Predicting Cocrystallization Based on Heterodimer Energies: The Case of N,N′‑Diphenylureas and Triphenylphosphine Oxide

Diarylureas frequently assemble into structures with one-dimensional H-bonded chain motifs. Herein, we examine the ability of triphenylphosphine oxide (TPPO) to disrupt the H-bonding motif in 14 different meta-substituted N,N′-diphenylureas (mXPU) and form cocrystals; 1:1 mXPU:TPPO cocrystals were obtained in 9 of 14 cases examined (64% success rate). Cocrystals adopt five different lattice types, all of which show unsymmetrical H-bonded [R21(6)] dimers between the urea hydrogens and the phosphine oxygen. Heterodimer (mXPU···TPPO) and homodimer (mXPU···mXPU) interaction energies, ΔEint, calculated using density functional theory at the B3LYP/6-31G­(d,p) level were used to rationalize the experimental results. A clear trend was observed in which cocrystals were experimentally realized only in cases in which the differences in heterodimer versus homodimer energy, ΔΔEint, were greater than ∼5.3–6 kcal/mol. Although calculated interaction energies are a simplified measure of the system thermodynamics, these results suggest that the relative ΔΔEint between heterodimers and homodimers is a good predictor of cocrystal formation in this system.

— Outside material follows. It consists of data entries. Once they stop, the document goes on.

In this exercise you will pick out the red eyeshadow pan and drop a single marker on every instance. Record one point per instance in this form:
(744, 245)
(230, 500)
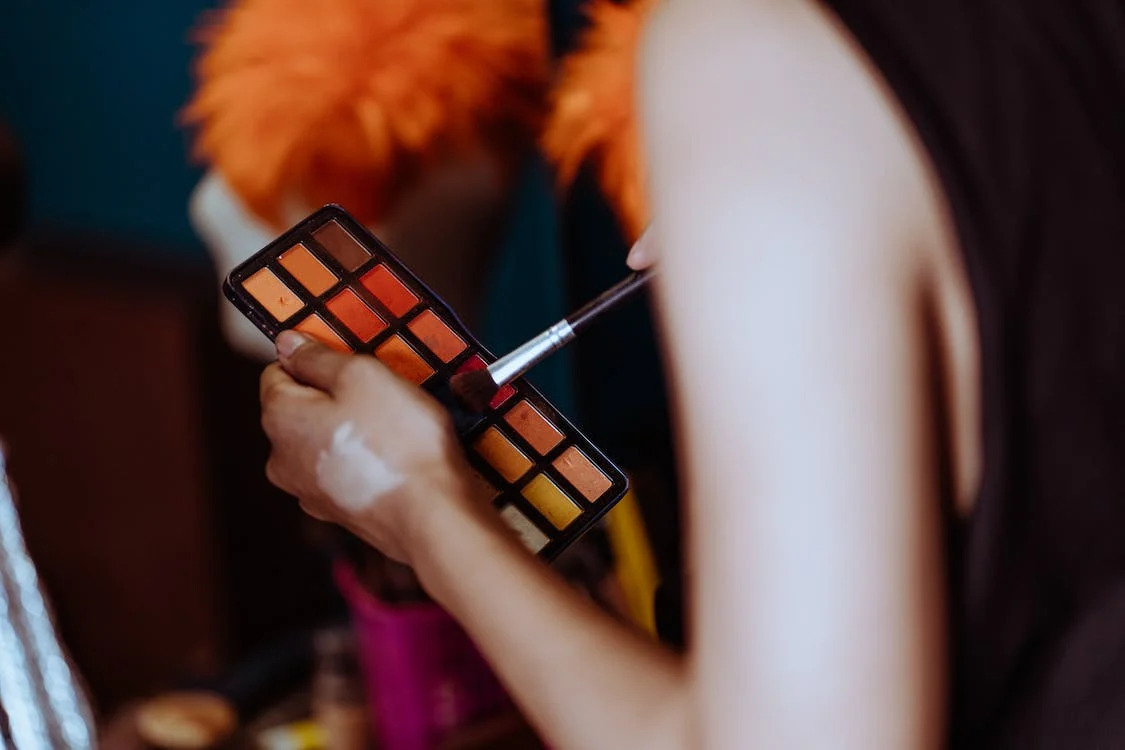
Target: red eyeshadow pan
(315, 326)
(433, 332)
(354, 314)
(476, 363)
(403, 360)
(306, 269)
(389, 290)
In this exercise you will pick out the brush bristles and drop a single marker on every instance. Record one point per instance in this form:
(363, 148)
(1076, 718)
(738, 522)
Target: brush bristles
(475, 389)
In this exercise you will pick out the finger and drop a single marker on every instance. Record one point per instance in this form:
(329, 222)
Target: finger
(308, 361)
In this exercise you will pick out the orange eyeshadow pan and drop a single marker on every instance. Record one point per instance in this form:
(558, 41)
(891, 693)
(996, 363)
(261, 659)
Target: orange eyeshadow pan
(582, 472)
(315, 326)
(403, 360)
(330, 279)
(354, 314)
(502, 454)
(389, 290)
(482, 488)
(533, 427)
(311, 272)
(433, 332)
(271, 294)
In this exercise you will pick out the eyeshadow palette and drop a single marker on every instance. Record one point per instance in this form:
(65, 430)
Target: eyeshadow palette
(331, 279)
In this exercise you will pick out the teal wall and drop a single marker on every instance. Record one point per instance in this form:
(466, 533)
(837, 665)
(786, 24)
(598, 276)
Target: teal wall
(92, 90)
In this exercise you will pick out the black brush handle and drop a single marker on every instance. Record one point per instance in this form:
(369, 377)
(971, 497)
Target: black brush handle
(608, 299)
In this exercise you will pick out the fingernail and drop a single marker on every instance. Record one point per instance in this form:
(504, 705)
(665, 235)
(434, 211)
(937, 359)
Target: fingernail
(288, 342)
(640, 255)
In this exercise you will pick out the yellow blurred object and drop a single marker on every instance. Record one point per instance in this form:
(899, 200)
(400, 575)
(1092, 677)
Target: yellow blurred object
(349, 101)
(636, 567)
(300, 735)
(593, 111)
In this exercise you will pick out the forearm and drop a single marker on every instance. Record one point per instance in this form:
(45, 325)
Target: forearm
(584, 679)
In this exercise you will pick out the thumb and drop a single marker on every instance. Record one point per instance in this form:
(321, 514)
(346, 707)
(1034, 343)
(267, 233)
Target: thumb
(309, 361)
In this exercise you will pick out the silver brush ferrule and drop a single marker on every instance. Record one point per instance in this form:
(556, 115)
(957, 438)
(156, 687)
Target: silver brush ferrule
(514, 364)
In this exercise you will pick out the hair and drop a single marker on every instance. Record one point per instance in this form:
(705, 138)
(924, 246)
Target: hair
(348, 101)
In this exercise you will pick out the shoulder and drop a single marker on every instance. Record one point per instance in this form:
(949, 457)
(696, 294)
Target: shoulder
(775, 101)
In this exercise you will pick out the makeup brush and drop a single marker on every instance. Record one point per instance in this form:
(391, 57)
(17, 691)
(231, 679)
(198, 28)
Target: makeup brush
(477, 388)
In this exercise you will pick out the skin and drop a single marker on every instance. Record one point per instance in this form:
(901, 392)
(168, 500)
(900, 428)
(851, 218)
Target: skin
(793, 198)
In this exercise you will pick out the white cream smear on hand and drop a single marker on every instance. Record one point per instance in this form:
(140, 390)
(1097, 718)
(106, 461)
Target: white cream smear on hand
(351, 475)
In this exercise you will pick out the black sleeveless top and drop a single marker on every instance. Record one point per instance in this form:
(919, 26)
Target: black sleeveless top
(1022, 108)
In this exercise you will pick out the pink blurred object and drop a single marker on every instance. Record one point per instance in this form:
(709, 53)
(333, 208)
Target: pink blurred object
(424, 676)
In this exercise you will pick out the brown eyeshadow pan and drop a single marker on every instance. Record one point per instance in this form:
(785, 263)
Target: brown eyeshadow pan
(502, 454)
(315, 326)
(341, 245)
(403, 360)
(271, 294)
(306, 269)
(551, 502)
(582, 472)
(438, 336)
(533, 427)
(353, 313)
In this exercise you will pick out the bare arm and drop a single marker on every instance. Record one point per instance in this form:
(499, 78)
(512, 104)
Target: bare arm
(791, 296)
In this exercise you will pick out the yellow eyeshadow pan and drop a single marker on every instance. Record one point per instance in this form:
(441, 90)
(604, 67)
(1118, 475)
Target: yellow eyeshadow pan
(533, 427)
(403, 360)
(271, 294)
(315, 326)
(438, 336)
(306, 269)
(582, 472)
(502, 454)
(551, 502)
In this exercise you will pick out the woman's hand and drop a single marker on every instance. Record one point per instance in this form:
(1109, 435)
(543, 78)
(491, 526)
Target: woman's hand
(357, 445)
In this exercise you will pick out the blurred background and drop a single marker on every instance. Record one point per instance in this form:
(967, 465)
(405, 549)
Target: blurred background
(128, 396)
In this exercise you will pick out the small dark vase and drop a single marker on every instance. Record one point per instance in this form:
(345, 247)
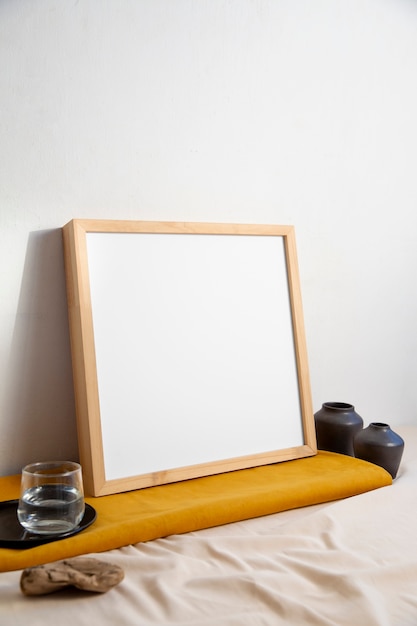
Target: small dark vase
(380, 445)
(336, 426)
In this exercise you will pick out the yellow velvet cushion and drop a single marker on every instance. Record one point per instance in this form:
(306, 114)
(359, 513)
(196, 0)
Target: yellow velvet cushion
(146, 514)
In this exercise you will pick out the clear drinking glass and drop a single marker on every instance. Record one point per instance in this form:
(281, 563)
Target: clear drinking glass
(51, 497)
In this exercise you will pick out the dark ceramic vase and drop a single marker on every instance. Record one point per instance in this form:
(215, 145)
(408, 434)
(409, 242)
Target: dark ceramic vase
(380, 445)
(336, 426)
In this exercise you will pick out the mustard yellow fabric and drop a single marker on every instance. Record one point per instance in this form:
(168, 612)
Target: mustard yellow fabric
(146, 514)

Diarylureas 常常聚集形成具有一维氢键链式结构的结构。本研究中，我们探讨了三苯基氧化膦 (TPPO) 对 14 种不同取代位置的 N,N'-二苯基脲 (mXPU) 中氢键模式的破坏能力，并形成共晶；在所考察的 14 种情况下，有 9 种获得了 1:1 的 mXPU:TPPO 共晶（成功率为 64%）。共晶采用五种不同的晶格类型，所有这些类型均显示出不规则的氢键 [R21(6)] 二聚体，存在于脲氢与膦氧之间。使用密度泛函理论 (DFT) 在 B3LYP/6-31G(d,p) 水平上计算的异二聚体 (mXPU···TPPO) 和同二聚体 (mXPU···mXPU) 相互作用能 ΔEint，被用于解释实验结果。观察到一种明显的趋势，即仅在异二聚体与同二聚体能量差 ΔΔEint 大于约 5.3–6 kcal/mol 的情况下，才能实验性地实现共晶。尽管计算出的相互作用能是对系统热力学的一种简化度量，但这些结果表明，异二聚体与同二聚体之间相对 ΔΔEint 的差异是预测该体系中共晶形成的一个良好指标。